Goon estaba efectuando su ronda habitual y, al pasar ante el domicilio del señor Fellows, entró a ver si había alguna novedad por pura rutina. Pero como no salía humo de las chimeneas y todo continuaba en silencio, el hombre limitóse a atisbar el interior por las ventanas, dispuesto a no volver a entrar solo en aquella casa si no era absolutamente necesario.
Excuso decir su sorpresa al ver a Fatty allí sentado en compañía de un hombre que, sin duda, era Fellows. El policía quedóse mirándolo, boquiabierto. Luego montó en cólera. ¿Cómo era posible que aquel diablo de chico estuviese allí otra vez, metiendo las narices en lo que no le importaba y adelantándose a las iniciativas de la policía local?
—Abra usted la puerta, caballero —rugió en voz alta el señor Goon—. Tengo algo que decirle.
Echando una mirada incendiaria al coloradote policía, el señor Fellows fue a abrir la ventana.
—¿Qué hace usted atisbando por mi ventana? —inquirió el señor Fellows, furioso—. ¿No ve que estoy aquí sentado, conversando con un amigo? ¿Qué le trae por esta casa?
—¿Un amigo? —barbotó el señor Goon, fulminando a Fatty con la mirada—. ¿Es amigo suyo este chico?
—Pienso denunciarle por su extraña conducta —prosiguió el señor Fellows—. Estoy en mi casa y, por otra parte, no he hecho nada que autorice a la policía merodear por la finca.
—¡Pero… pero… si hubo un robo! —balbuceó el señor Goon—. La casa estaba toda en desorden y…

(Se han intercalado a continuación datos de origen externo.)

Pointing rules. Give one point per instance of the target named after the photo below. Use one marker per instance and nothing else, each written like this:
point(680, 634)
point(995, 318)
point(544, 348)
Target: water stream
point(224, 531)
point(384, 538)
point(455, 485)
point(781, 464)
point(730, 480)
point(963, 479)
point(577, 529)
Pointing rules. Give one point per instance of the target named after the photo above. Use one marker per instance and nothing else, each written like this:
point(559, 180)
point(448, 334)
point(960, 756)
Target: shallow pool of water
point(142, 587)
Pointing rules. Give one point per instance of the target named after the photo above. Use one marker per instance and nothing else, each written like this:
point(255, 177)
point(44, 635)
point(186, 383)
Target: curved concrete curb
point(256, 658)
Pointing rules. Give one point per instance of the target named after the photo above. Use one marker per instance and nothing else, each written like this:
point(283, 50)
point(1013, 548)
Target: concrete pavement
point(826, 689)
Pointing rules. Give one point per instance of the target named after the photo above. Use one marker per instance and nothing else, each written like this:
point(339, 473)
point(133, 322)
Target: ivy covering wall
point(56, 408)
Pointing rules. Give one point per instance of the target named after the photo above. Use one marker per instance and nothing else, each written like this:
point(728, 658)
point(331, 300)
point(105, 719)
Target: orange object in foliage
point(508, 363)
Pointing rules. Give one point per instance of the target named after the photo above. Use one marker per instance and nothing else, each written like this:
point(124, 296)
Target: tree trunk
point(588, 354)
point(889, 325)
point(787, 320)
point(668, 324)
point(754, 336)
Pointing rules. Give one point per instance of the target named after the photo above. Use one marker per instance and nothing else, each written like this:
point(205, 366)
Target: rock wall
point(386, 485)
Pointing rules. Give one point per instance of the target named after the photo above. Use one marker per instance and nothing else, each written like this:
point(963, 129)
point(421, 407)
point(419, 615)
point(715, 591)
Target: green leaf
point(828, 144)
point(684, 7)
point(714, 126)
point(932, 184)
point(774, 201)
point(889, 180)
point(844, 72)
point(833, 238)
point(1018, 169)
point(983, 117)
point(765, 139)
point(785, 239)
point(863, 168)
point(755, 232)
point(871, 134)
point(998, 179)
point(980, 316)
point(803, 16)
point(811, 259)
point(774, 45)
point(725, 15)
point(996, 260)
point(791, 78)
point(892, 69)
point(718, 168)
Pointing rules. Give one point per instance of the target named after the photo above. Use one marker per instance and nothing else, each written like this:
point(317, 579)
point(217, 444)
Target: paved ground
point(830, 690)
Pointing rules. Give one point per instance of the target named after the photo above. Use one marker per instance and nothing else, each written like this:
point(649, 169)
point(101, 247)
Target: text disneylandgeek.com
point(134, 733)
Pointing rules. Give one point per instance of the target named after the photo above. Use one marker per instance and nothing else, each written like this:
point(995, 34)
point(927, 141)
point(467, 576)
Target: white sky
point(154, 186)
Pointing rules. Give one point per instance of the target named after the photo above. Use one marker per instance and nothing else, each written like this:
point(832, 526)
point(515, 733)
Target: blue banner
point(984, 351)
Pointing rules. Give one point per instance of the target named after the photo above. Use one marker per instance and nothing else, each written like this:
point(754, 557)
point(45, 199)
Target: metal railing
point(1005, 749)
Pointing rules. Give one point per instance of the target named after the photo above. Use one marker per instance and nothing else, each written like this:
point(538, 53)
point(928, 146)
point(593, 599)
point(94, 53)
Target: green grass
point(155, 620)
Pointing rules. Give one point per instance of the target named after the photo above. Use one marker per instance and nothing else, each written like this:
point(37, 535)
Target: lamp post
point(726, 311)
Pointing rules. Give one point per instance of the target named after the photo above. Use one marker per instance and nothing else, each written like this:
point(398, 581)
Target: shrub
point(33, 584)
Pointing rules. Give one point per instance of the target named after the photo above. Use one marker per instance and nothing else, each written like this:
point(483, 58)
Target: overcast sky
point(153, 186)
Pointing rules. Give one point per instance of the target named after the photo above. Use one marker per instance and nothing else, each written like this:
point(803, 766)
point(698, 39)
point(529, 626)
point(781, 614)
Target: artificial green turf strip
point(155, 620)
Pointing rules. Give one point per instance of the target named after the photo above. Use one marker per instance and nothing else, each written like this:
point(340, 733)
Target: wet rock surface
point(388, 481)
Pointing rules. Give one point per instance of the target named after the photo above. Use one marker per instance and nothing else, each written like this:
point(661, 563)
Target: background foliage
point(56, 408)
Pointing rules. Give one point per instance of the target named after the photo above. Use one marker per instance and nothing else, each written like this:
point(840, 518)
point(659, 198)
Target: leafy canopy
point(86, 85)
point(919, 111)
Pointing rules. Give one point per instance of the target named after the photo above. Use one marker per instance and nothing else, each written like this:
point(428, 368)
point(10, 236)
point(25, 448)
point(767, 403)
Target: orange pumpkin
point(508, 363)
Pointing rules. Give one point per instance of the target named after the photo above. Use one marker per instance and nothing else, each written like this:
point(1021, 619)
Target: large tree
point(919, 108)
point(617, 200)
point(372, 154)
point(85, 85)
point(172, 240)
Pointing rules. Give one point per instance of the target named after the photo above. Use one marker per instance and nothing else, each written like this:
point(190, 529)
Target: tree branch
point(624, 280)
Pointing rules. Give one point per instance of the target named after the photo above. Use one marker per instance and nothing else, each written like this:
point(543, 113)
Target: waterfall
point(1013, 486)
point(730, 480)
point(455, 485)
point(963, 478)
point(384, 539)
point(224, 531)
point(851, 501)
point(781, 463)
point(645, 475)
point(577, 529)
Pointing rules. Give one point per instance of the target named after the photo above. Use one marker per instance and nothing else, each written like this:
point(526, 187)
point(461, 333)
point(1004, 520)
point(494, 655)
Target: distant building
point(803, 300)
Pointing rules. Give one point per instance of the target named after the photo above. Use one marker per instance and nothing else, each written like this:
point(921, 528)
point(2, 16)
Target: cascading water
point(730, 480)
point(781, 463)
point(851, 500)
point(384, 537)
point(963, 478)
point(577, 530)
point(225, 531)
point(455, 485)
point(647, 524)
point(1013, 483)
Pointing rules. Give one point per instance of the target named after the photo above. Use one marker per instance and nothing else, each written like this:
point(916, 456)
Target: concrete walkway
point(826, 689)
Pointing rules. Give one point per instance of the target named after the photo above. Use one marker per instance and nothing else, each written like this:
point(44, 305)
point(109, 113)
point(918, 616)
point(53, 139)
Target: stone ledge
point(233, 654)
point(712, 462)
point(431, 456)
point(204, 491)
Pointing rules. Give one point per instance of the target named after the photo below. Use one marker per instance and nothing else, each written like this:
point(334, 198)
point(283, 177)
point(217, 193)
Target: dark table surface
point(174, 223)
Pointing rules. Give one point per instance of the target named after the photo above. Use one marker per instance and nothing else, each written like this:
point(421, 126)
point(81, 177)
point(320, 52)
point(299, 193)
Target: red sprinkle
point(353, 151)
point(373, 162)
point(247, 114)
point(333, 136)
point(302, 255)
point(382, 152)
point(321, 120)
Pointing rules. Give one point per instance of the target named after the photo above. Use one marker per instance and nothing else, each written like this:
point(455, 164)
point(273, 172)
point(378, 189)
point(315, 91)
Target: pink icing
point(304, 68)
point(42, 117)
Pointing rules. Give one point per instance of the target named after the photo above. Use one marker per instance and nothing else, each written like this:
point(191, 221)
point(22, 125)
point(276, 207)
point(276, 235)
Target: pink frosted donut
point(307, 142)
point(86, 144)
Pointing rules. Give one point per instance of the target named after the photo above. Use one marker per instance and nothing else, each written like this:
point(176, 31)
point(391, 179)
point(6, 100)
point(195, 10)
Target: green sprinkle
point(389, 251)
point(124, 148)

—Aquí no ha habido ningún roto —repuso el señor Fellows—. Que yo sepa, no falta nada absolutamente. En cuanto al hecho de que la casa estuviera desordenada, no tiene importancia. Soy muy desordenado. Además, tengo perfecto derecho a poner mi propia casa patas arriba si lo deseo, ¿no es eso?

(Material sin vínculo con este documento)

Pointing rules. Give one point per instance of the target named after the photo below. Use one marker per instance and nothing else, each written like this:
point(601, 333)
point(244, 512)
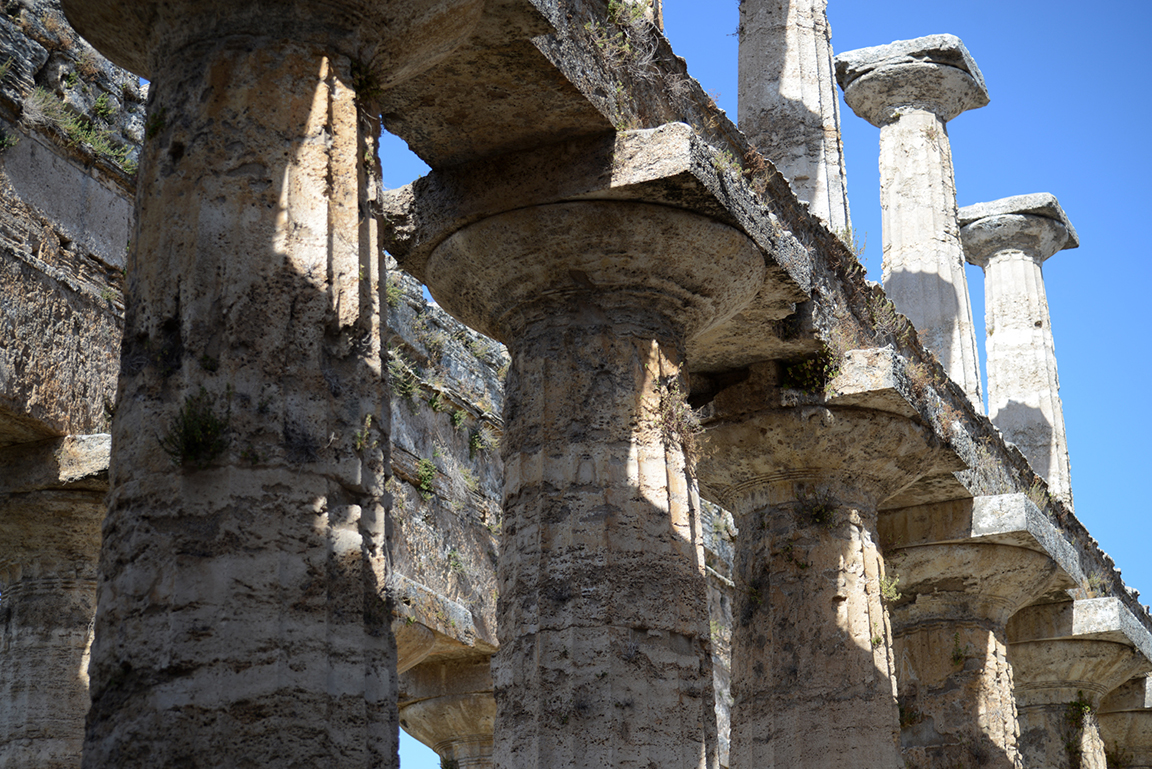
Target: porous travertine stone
point(813, 677)
point(1066, 657)
point(910, 90)
point(788, 104)
point(603, 619)
point(963, 569)
point(51, 508)
point(449, 707)
point(241, 609)
point(1010, 240)
point(1126, 724)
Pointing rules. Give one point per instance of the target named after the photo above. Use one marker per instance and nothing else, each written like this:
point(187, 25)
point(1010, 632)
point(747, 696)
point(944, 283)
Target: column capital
point(933, 73)
point(1032, 223)
point(512, 268)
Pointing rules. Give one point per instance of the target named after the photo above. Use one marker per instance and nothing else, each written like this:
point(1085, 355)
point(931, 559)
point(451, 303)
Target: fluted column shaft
point(813, 676)
point(910, 90)
point(241, 606)
point(1126, 724)
point(1010, 238)
point(1065, 665)
point(955, 682)
point(48, 548)
point(923, 258)
point(788, 103)
point(604, 653)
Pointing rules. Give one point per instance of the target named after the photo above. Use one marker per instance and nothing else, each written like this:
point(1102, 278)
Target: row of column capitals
point(1033, 225)
point(934, 73)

—La puerta anterior estaba abierta de par en par —insistió el señor Goon, entre enojado y aturdido.
—Eso no tiene nada que ver —gruñó el señor Fellows—. Soy bastante desmemoriado. A veces, me olvido de cerrar la puerta. Y ahora…, váyase, ¿me oye? ¡«Váyase»!

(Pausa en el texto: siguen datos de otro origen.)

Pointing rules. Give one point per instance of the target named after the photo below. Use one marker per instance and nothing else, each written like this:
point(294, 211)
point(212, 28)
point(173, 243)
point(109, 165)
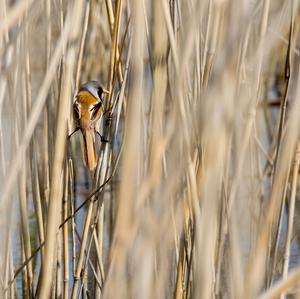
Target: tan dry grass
point(188, 199)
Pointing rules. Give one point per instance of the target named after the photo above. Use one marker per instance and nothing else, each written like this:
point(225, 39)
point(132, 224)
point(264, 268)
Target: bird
point(87, 110)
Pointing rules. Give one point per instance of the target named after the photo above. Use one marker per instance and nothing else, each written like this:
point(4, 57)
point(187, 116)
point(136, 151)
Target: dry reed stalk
point(111, 18)
point(282, 286)
point(65, 233)
point(52, 221)
point(291, 213)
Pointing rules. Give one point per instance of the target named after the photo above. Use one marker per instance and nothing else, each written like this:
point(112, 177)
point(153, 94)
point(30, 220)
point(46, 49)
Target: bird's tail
point(89, 149)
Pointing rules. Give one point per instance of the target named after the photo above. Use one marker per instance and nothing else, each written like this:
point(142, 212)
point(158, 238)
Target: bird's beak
point(106, 91)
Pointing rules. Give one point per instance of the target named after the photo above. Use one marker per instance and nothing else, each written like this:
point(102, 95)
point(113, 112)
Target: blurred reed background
point(196, 194)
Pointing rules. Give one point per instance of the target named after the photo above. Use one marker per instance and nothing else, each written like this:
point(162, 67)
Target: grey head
point(95, 89)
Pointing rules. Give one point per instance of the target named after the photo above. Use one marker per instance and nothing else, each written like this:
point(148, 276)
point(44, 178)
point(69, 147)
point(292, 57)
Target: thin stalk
point(65, 233)
point(291, 213)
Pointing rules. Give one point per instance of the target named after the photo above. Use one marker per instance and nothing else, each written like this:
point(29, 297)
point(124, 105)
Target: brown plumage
point(87, 110)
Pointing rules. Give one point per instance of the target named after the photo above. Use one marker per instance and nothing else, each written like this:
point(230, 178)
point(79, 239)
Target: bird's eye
point(100, 92)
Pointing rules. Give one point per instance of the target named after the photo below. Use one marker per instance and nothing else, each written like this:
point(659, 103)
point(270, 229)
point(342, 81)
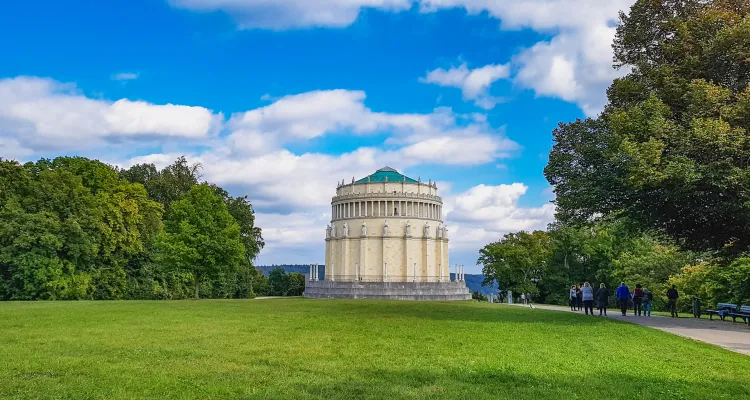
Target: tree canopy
point(670, 152)
point(74, 228)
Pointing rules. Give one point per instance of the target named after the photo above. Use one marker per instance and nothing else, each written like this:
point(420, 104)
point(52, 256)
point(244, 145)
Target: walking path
point(731, 336)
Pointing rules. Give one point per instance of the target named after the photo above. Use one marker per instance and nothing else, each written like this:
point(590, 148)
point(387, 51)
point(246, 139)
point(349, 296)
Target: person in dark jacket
point(648, 298)
point(602, 297)
point(672, 297)
point(623, 296)
point(572, 298)
point(638, 300)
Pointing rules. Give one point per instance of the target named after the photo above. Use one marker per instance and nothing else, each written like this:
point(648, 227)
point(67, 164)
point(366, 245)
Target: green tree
point(671, 151)
point(200, 237)
point(296, 284)
point(517, 261)
point(278, 282)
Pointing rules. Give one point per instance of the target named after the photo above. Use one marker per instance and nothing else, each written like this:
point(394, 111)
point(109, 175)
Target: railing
point(400, 195)
point(381, 278)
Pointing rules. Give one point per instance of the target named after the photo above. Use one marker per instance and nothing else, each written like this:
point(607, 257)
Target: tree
point(278, 282)
point(516, 261)
point(167, 185)
point(671, 150)
point(201, 237)
point(296, 284)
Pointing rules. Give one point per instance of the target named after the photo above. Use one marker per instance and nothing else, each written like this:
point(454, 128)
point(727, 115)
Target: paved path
point(732, 336)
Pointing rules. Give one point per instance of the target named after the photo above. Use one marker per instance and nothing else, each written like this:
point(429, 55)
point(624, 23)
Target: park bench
point(722, 310)
point(743, 313)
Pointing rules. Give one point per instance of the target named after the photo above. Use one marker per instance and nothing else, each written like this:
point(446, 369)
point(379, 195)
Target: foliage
point(345, 349)
point(516, 261)
point(200, 236)
point(670, 152)
point(74, 228)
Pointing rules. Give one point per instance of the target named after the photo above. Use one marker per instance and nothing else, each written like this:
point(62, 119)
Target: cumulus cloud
point(286, 14)
point(125, 76)
point(484, 213)
point(42, 113)
point(291, 192)
point(574, 65)
point(441, 136)
point(474, 83)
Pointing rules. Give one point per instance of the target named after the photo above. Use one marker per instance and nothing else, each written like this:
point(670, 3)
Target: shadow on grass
point(502, 383)
point(457, 311)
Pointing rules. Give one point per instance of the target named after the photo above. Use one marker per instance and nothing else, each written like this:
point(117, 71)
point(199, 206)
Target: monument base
point(439, 291)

Fatty no cabía en sí de gozo. ¡Pensar que Goon estaba siempre ahuyentando a la gente y ahora se trocaban los papeles y el despedido era él! Pero el policía tenía aún algo que decir.
—De todos modos —espetó—, permítame advertirle que no tiene usted derecho a marcharse dejando animales abandonados en la casa.
—El gatito está perfectamente —replicó el señor Fellows con firmeza.
Pero en el momento que se disponía a cerrar la ventana, el señor Goon introdujo un enorme brazo azul marino para impedírselo.
—¿Y el perro? —interrogó—. ¿Y el cerdo?
El señor Fellows quedóselo mirando, sorprendido. ¿Estaría en su sano juicio aquel policía?
—¿A qué perro y a qué cerdo se refiere? —preguntó—. ¿Está usted seguro, agente?
—¿Qué dice usted? —bramó el señor Goon, bregando por mantener la ventana abierta—. ¿Y qué hay del individuo que gemía, preguntando por su tía?
Al oír esto, el señor Fellows llegó a la conclusión de que, efectivamente, el señor Goon deliraba, y volvióse a mirar a Fatty. ¡Pero éste había desaparecido!
En el curso de la discusión entablada entre ambos hombres, el muchacho había entrevisto una oportunidad de escabullirse al piso a examinar las zapatillas, los botines y los pijamas. Y a pesar de su resistencia a abandonar el campo de batalla donde tan encarnizadamente se las habían el señor Fellows y el señor Goon, comprendió que no podía desaprovechar aquella ocasión.
Así, pues, tomando el gatito, salió de la estancia. El gato sería el pretexto de su excursión al piso, porque, ¿qué tendría de particular que el animalito hubiese subido arriba y él hubiera ido a buscarlo?
Total, que Fatty emprendió la ascensión de la escalera, sonriendo al oír gritar al señor Goon la pregunta sobre el perro y el cerdo. ¡Qué risa! ¡Probablemente, el señor Fellows le tomaría por loco!
En el piso reinaba asimismo el más perfecto desorden. Siempre de puntillas, el chico dirigióse al aposento más espacioso, convencido de que allí estaba el dormitorio del señor Fellows. ¡Una vez dentro, todo era cuestión de buscar las zapatillas, el pijama y el batín!